Clifford Fedd, the new coach at Dutchtown, has a hard-working sense and resolve. He had the ability to coach Georgia defensive back Malkom Parrish at Brooks County. Parrish has made 25 starts over the past two years at UGA despite primarily playing QB in high school.
Does he see any similarities between those two guys?
“Trey has all the football DNA that Malkom did not,” Fedd said. “For example, Malkom is about 5-foot-9 and Trey is well over 6 feet, 2 inches tall. Malkom you knew was going to be that dog. He was going to work hard out on the field every day and no one was going to outwork him. Trey, he works hard like that and he’s just a lot longer than him.”
It is interesting how much recruiting has changed since Parrish was a U.S. Army All-American in 2014.
“Trey does all this on-the-road training and all these 7-on-7 camps,” Fedd said. “Malkom never did any of those. He went to the “MVP Camp” in Valdosta, got named the top DB there and went to the Georgia camp on that Junior Day and it was a wrap from there.”
Parrish never played any at defensive back for Brooks County until his junior year. That’s not well-known.
Why Trey Dean is a wanted man
“He has that ‘I.T.’ factor,” Fedd said. “That it factor. He has the work ethic to play at any Power 5 school on that level. He understands the game. His football IQ level is high. He understands what we ask of him here. He has that desire to be good and is that hard worker for us from the moment he steps in the door.”
Fedd already knows that Dean wants to be great. He also has learned that he’s a very smart football player.
Add that to a mindset that’s very aggressive and gets right in the grill of both outside receivers and slot receivers. He can cover both.
“He can put his hands on you and allow you to break his jam by shortening his jam and then he has the ability and speed to run with a fast receiver and play with them. I’ve seen him go from cornerback and handling an outside receiver just as well as that slot receiver. He can stick that short little slot receiver and he can stick with and cover that 6-foot-3 or 6-foot-4 receiver on the outside, too. He’s going to defeat that jump ball to that tall outside guy, too.”
He thinks he’s actually a better receiver than a defensive back. But that position doesn’t fit his mindset.
“I’d rather deliver that hit than getting hit all day,” Dean said.
Don’t expect him to be a silent commitment. That’s just not how he is.

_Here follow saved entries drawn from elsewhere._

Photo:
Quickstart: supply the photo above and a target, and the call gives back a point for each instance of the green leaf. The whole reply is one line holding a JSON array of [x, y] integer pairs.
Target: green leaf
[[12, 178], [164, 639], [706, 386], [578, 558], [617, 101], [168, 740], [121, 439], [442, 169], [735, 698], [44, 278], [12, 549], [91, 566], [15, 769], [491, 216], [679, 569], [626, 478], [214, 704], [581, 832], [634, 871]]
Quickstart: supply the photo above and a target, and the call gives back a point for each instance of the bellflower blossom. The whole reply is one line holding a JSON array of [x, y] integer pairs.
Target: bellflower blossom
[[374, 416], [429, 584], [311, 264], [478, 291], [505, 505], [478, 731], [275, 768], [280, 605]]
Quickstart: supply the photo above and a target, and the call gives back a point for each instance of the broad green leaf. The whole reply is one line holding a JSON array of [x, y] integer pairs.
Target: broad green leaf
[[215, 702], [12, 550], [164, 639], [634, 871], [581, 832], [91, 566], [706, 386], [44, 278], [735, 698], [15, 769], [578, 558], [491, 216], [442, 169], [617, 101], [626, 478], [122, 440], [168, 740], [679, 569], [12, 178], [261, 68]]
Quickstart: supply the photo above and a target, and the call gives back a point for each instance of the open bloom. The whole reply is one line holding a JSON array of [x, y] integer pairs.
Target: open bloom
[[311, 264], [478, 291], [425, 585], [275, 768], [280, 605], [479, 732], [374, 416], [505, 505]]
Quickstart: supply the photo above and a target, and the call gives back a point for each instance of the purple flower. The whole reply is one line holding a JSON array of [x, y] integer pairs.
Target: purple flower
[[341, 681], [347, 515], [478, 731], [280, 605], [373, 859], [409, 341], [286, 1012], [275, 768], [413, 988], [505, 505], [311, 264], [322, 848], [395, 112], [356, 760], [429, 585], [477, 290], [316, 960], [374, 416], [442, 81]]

“No way there,” he said. “When you make a silent commitment, what does that mean? You might as well go public. A silent commit is just something to make one school happy. You don’t make yourself happy. If I am going to commit, I am going to commit with 110 percent. That means I am ready.
“If I would make a silent commit, then that would mean I am not ready. A guy that silently commits is very likely to de-commit because he doesn’t believe in his decision yet. That’s like lying to all the other schools who are still recruiting you while you are silently committed to just one school. Nah, man. That’s not for me. I’m not like that.”